Genetik, Rauchen, Hormone – ein komplexes Puzzle

Die Ursachen der HS sind vielfältig. Neben genetischen Prädispositionen spielen auch epigenetische Faktoren wie Nikotinkonsum, Adipositas und Diabetes eine Rolle. Einige Forscher:innen stellen sogar Parallelen zu Autoimmunerkrankungen wie Morbus Crohn her. Trotz der zunehmenden Erkenntnisse bleibt das Verständnis der Krankheitsentstehung lückenhaft, was eine gezielte Therapie erheblich erschwert. Für die Praxis bedeutet das: Risikofaktoren müssen frühzeitig erkannt und adressiert werden.

Hidradenitis suppurativa ist keine Seltenheit

Die Diagnose von HS ist eigentlich simpel – vorausgesetzt, man denkt daran. Typische Merkmale wie tiefsitzende, schmerzhafte Knoten, Fistelgänge oder Narben in klassischer Lokalisation (Achseln, Leiste, submammär) sollten hellhörig machen. Dennoch vergehen im Schnitt sieben bis zehn Jahre bis zur Diagnose und die meisten Patient:innen mit HS haben eine regelrechte Odyssee durch das Gesundheitssystem hinter sich, bevor sie eine korrekte Diagnose erhalten.
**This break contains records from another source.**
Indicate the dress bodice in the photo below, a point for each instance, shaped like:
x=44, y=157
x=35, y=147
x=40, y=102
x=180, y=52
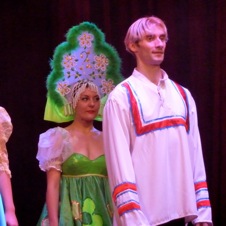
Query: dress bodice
x=78, y=164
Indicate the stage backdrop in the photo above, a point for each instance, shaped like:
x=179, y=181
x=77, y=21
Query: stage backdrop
x=195, y=57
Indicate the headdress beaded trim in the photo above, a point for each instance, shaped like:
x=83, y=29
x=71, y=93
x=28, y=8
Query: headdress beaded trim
x=85, y=58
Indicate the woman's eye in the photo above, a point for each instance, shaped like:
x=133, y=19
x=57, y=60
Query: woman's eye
x=84, y=98
x=150, y=37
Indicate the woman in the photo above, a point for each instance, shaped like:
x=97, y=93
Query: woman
x=7, y=208
x=85, y=69
x=73, y=158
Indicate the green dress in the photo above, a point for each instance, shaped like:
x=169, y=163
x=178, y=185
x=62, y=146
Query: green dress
x=84, y=190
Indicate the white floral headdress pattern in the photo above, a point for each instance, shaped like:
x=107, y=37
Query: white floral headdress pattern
x=84, y=56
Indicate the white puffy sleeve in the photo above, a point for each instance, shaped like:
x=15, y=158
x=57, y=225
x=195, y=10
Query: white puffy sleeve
x=5, y=132
x=53, y=148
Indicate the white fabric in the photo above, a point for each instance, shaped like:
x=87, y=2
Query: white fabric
x=54, y=148
x=164, y=164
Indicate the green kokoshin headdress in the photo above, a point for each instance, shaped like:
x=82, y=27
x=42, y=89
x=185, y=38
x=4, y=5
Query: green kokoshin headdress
x=84, y=56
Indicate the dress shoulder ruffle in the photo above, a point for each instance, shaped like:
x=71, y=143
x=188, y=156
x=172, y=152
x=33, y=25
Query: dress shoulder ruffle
x=54, y=148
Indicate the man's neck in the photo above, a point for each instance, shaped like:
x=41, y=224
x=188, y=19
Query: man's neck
x=153, y=73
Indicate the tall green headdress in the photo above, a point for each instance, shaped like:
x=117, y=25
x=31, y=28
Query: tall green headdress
x=85, y=55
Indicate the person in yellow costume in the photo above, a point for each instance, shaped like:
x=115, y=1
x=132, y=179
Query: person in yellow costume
x=85, y=69
x=7, y=207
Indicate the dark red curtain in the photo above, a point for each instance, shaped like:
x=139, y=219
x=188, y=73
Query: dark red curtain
x=195, y=57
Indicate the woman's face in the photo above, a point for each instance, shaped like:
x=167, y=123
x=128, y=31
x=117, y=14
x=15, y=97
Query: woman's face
x=88, y=105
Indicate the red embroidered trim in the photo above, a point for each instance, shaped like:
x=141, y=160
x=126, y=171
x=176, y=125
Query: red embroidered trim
x=123, y=187
x=203, y=203
x=155, y=125
x=200, y=185
x=128, y=207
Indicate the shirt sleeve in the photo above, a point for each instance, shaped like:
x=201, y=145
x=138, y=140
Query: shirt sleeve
x=5, y=133
x=116, y=132
x=200, y=183
x=50, y=148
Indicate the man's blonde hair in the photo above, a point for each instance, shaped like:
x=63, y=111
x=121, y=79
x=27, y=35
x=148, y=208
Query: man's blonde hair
x=140, y=27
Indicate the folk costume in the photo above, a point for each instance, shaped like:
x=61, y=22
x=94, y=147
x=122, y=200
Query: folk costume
x=85, y=58
x=154, y=153
x=5, y=132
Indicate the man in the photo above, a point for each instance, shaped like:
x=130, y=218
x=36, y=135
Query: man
x=152, y=142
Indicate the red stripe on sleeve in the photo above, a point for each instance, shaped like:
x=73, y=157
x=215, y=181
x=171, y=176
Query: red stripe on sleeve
x=203, y=203
x=128, y=207
x=123, y=187
x=200, y=185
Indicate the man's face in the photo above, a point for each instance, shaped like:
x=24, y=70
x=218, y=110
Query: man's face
x=151, y=48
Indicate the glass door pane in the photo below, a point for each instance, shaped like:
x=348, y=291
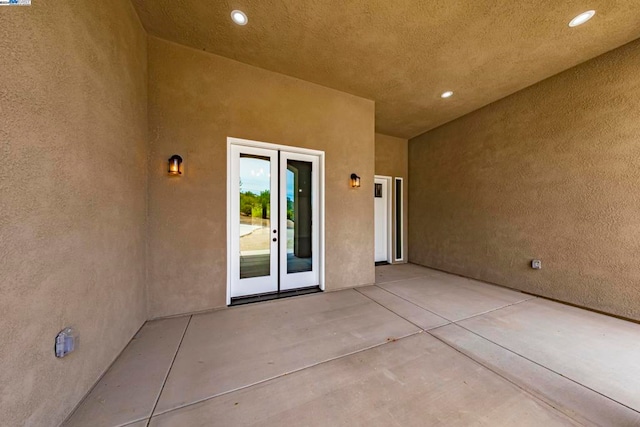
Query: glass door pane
x=255, y=216
x=254, y=235
x=299, y=207
x=299, y=218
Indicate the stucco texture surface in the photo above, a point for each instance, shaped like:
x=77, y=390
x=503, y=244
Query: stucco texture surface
x=403, y=53
x=549, y=173
x=392, y=159
x=73, y=141
x=197, y=100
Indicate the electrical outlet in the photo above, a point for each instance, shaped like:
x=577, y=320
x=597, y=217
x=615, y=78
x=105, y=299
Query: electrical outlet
x=66, y=342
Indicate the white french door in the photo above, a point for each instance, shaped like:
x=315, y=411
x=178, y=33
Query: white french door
x=274, y=221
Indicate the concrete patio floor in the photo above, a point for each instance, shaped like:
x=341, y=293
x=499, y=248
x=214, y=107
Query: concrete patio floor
x=421, y=347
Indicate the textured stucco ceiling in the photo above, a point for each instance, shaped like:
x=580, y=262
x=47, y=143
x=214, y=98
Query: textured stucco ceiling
x=403, y=53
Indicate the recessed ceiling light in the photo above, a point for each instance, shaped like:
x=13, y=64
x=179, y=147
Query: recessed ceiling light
x=582, y=18
x=239, y=17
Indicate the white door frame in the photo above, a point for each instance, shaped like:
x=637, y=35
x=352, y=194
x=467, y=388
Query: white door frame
x=399, y=218
x=389, y=217
x=265, y=145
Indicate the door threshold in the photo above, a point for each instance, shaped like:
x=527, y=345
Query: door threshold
x=274, y=295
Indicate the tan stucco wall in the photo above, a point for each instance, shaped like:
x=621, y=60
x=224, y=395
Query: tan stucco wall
x=551, y=172
x=392, y=159
x=73, y=141
x=197, y=100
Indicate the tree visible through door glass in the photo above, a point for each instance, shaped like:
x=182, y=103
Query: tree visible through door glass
x=255, y=216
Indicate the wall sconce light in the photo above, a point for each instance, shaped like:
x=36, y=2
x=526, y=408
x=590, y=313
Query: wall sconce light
x=355, y=181
x=175, y=165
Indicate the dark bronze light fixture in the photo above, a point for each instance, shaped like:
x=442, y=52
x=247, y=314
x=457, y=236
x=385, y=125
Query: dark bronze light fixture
x=175, y=165
x=355, y=181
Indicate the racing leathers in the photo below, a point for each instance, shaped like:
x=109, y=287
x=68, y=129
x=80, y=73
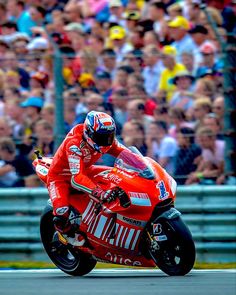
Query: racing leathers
x=72, y=165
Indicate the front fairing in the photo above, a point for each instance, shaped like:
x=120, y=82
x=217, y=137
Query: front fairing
x=145, y=182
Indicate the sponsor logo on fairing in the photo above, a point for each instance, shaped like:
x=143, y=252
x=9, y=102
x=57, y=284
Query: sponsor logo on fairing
x=42, y=170
x=113, y=178
x=140, y=199
x=108, y=230
x=164, y=194
x=76, y=150
x=157, y=228
x=120, y=259
x=124, y=173
x=74, y=164
x=62, y=210
x=131, y=220
x=52, y=190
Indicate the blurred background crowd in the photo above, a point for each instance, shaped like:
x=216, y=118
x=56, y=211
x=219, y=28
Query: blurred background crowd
x=155, y=66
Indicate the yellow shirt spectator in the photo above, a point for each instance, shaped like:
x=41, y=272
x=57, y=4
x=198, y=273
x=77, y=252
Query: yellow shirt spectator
x=171, y=70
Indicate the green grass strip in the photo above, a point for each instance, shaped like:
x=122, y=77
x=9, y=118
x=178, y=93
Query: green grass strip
x=43, y=265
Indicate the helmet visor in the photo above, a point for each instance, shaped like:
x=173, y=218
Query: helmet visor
x=103, y=139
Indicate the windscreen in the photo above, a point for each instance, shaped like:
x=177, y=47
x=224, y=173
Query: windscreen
x=131, y=162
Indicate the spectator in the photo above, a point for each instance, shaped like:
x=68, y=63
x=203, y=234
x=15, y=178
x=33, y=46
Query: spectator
x=103, y=84
x=179, y=27
x=188, y=60
x=120, y=45
x=208, y=52
x=121, y=77
x=133, y=134
x=116, y=12
x=43, y=132
x=32, y=180
x=137, y=91
x=165, y=89
x=152, y=69
x=48, y=113
x=212, y=122
x=199, y=35
x=32, y=106
x=161, y=113
x=157, y=13
x=211, y=166
x=16, y=116
x=119, y=101
x=218, y=109
x=134, y=60
x=161, y=146
x=182, y=96
x=13, y=167
x=174, y=10
x=177, y=120
x=205, y=87
x=187, y=155
x=201, y=107
x=109, y=61
x=5, y=127
x=136, y=111
x=151, y=38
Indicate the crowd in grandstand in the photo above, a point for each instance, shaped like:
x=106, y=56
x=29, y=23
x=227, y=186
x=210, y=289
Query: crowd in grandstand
x=155, y=66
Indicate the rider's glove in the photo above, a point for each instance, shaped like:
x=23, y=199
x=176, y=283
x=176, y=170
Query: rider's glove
x=104, y=196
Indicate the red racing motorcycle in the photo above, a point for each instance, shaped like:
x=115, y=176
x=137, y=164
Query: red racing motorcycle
x=140, y=228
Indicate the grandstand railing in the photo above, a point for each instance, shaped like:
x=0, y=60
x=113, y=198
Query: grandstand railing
x=209, y=211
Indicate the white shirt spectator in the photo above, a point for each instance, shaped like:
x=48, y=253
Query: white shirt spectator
x=166, y=149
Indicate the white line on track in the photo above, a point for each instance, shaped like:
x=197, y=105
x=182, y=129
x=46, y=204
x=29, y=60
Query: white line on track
x=115, y=272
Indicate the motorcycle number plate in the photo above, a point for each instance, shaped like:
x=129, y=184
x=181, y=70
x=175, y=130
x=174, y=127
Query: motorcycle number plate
x=157, y=228
x=160, y=238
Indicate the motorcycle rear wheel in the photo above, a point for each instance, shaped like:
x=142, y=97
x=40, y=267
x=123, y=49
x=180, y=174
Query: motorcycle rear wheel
x=176, y=256
x=74, y=263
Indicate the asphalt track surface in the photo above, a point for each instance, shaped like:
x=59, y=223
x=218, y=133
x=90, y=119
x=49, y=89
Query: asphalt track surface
x=117, y=282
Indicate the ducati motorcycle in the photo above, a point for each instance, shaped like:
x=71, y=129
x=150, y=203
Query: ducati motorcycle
x=141, y=227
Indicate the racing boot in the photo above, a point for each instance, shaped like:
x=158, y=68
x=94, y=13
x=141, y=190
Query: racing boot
x=66, y=231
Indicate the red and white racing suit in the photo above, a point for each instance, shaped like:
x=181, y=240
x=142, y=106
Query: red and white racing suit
x=72, y=165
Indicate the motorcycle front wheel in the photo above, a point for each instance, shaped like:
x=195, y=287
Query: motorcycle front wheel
x=65, y=258
x=176, y=255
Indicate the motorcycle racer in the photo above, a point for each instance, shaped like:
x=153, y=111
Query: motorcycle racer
x=72, y=165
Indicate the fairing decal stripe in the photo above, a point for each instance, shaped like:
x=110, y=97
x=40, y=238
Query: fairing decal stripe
x=123, y=239
x=106, y=229
x=100, y=226
x=93, y=225
x=79, y=186
x=87, y=211
x=135, y=240
x=128, y=240
x=119, y=235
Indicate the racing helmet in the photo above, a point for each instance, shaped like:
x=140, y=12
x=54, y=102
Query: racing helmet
x=99, y=131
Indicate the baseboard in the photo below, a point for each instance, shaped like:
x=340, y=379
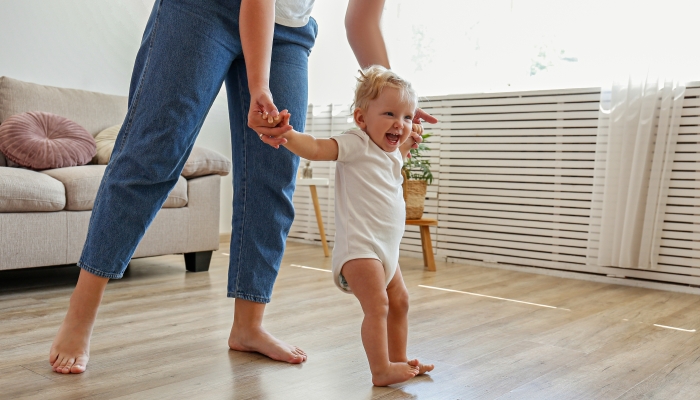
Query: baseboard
x=224, y=237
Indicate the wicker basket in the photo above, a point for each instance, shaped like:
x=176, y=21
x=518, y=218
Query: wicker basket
x=414, y=196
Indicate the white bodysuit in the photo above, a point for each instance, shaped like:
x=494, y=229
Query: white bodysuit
x=370, y=213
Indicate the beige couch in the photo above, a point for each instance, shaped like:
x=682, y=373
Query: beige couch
x=44, y=215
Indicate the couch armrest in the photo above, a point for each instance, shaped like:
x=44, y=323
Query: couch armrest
x=203, y=205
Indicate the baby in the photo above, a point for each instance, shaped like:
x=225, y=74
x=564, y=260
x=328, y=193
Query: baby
x=370, y=214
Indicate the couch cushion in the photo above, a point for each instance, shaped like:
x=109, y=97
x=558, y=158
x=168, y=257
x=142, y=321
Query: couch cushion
x=93, y=111
x=40, y=140
x=201, y=161
x=105, y=144
x=22, y=190
x=83, y=182
x=205, y=162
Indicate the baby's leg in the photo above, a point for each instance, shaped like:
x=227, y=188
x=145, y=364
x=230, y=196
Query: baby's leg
x=366, y=279
x=397, y=323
Gerade Hausärzt:innen und Gynäkolog:innen kommt hier oftmals eine Schlüsselrolle zu.

Laserskalpell statt großem Schnitt – minimalinvasiv gegen die Entzündung

Die herkömmliche chirurgische Therapie von HS reicht von Inzisionen bis hin zu großflächigen Resektionen mit Stomaanlage. Der Preis ist eine hohe Morbidität und ein massiver Einschnitt in die Lebensqualität. Eine vielversprechende Alternative stellt die diode-laserassistierte Fistelbehandlung dar. Durch punktuelle Energieabgabe werden die entzündlichen Gänge verödet, ohne gesundes Gewebe unnötig zu verletzen. Der Eingriff kann ambulant erfolgen – mit minimalem Schmerz und schnellem Return-to-Work.

Technik, die überzeugt – so funktioniert der Lasereinsatz

Mit einer Wellenlänge von 1470 nm wird der Laser retrograd entlang des entzündeten Gangs geführt. Die Energie (5–8 Watt) sorgt für eine thermische Denaturierung der Proteine und damit ein Zusammenfallen des Gangs. Wichtig: Nur vorsichtiges Debridement, keine übermäßige Erweiterung der Fistel und bei größeren Abszessen ist der Laser fehl am Platz. Entscheidend ist die präzise Dosierung, um die Haut darüber nicht zu schädigen. Cold packs helfen dabei, die Epidermis zu schützen.

Der Schlüssel zum Erfolg: Kombinieren, kontrollieren, dranbleiben

Die Lasertherapie kann ein starkes Werkzeug sein, aber sie ist selten als alleinige Maßnahme ausreichend, vor allem nicht bei mittel- bis schwerer ausgeprägter HS. Wer Patient:innen mit HS langfristig stabilisieren will, braucht ein multimodales Konzept. Dazu gehören Antibiotika (z. B. Clindamycin plus Rifampicin), hormonelle Therapien und bei schwererem Verlauf Biologika. Das Teamplay zwischen Dermatologie, Chirurgie und ggf. Endokrinologie sowie eine engmaschige Nachsorge sind essenziell. Rückfälle sind eher die Regel als die Ausnahme.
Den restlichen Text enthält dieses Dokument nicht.